Magma power

CODEX Entry 8100: MAGMA Power

 

Experiments in Iceland to heat supercritical water directly from lava, as a geothermal energy source are underway. Supercritical water is at temperatures of 900 to 1,000 degrees Celsius and can hold 10 times the energy that steam in traditional geothermal can contain. The Earth’s core is a ball of molten iron 6,800 km across with an inner core, the size of the moon or 1700km. The inner core grows with time, and that growth creates an energy exchange between the inner and outer components. The swirling liquid nickel and iron outer core, 2,800 km beneath the surface of the earth is thus provided with the electrical energy needed to generate the Earth’s magnetic field.

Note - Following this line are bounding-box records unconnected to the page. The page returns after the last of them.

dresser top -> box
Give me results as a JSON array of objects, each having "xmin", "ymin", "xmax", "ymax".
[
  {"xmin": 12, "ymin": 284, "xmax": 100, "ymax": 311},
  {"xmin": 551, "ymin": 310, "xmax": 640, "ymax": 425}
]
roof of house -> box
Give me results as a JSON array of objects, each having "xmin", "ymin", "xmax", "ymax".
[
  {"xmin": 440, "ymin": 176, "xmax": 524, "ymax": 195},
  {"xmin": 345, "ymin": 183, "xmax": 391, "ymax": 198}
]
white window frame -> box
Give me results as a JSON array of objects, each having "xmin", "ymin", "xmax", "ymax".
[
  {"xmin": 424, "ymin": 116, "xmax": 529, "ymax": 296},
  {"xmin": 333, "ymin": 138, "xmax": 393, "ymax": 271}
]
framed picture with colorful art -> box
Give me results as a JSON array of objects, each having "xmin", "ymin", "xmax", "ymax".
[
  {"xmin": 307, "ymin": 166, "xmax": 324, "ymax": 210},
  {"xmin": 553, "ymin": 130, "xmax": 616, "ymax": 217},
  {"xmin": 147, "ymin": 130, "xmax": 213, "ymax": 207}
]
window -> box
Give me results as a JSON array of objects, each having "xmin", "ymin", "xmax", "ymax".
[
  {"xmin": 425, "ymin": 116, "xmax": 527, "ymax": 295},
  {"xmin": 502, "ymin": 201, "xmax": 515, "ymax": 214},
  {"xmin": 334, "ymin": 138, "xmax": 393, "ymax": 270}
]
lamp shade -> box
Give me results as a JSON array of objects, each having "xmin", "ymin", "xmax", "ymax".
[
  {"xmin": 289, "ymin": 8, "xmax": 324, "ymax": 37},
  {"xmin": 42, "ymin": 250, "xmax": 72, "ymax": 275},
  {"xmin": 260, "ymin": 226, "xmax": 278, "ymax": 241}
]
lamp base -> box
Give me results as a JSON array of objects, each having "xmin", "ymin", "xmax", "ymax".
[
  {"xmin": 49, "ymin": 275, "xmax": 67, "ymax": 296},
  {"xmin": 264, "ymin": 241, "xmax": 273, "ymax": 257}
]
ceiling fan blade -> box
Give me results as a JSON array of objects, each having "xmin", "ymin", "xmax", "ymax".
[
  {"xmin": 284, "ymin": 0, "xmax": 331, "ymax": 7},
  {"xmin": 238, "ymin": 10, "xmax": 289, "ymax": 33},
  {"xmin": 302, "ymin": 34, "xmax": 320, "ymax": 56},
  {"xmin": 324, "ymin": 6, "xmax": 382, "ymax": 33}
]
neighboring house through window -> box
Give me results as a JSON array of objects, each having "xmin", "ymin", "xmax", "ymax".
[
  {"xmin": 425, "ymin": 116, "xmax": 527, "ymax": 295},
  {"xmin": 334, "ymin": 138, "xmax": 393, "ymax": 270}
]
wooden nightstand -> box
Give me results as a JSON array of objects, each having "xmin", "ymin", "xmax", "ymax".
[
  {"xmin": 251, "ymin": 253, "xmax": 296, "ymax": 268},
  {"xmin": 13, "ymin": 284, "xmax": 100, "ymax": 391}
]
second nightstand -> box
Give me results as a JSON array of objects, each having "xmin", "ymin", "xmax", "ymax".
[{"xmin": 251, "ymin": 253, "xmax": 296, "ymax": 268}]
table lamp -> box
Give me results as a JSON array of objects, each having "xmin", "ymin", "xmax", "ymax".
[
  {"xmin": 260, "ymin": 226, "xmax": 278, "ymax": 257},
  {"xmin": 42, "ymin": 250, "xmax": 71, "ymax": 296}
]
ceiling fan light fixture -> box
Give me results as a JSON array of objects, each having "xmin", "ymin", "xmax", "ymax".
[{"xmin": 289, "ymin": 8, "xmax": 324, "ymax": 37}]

But before the existence of the inner core the field is believed to have been created by the shallower molten magma ocean. This suggests abundant electrico-magnetic energy available within the magma. Volcano‐electromagnetic effects are derived from a variety of physical processes. These include piezomagnetic effects, electrokinetic effects, fluid vaporization, thermal demagnetization/remagnetization, resistivity changes, thermochemical effects, magnetohydrodynamic effects, and blast‐excited traveling ionospheric disturbances (TIDs).

 

The identification of electromagnetic field disturbances associated with volcanic activity was first measured in the 1950s on Mihara volcano in Japan. Following eruptions, large electrical changes occur at the edges of lava lakes, as materials cool and reheat, a result of the remagnetization processes. Rocks lose their magnetization when temperatures exceed the Curie Point (580C for magnetite) and become remagnetized again as the temperature drops below this value. At shallow depths in volcanic regions, particularly in recently emplaced extrusions and intrusions, cracking from thermal expansion also allows gas and fluid movement to rapidly transport heat. Large local anomalies of hundreds of nanoteslas from remagnetization of the upper few tens of meters can be generated quickly. Large positive self-potential anomalies have been identified in new lava domes. These potentials are generated by fluid flow in the hydrothermal system.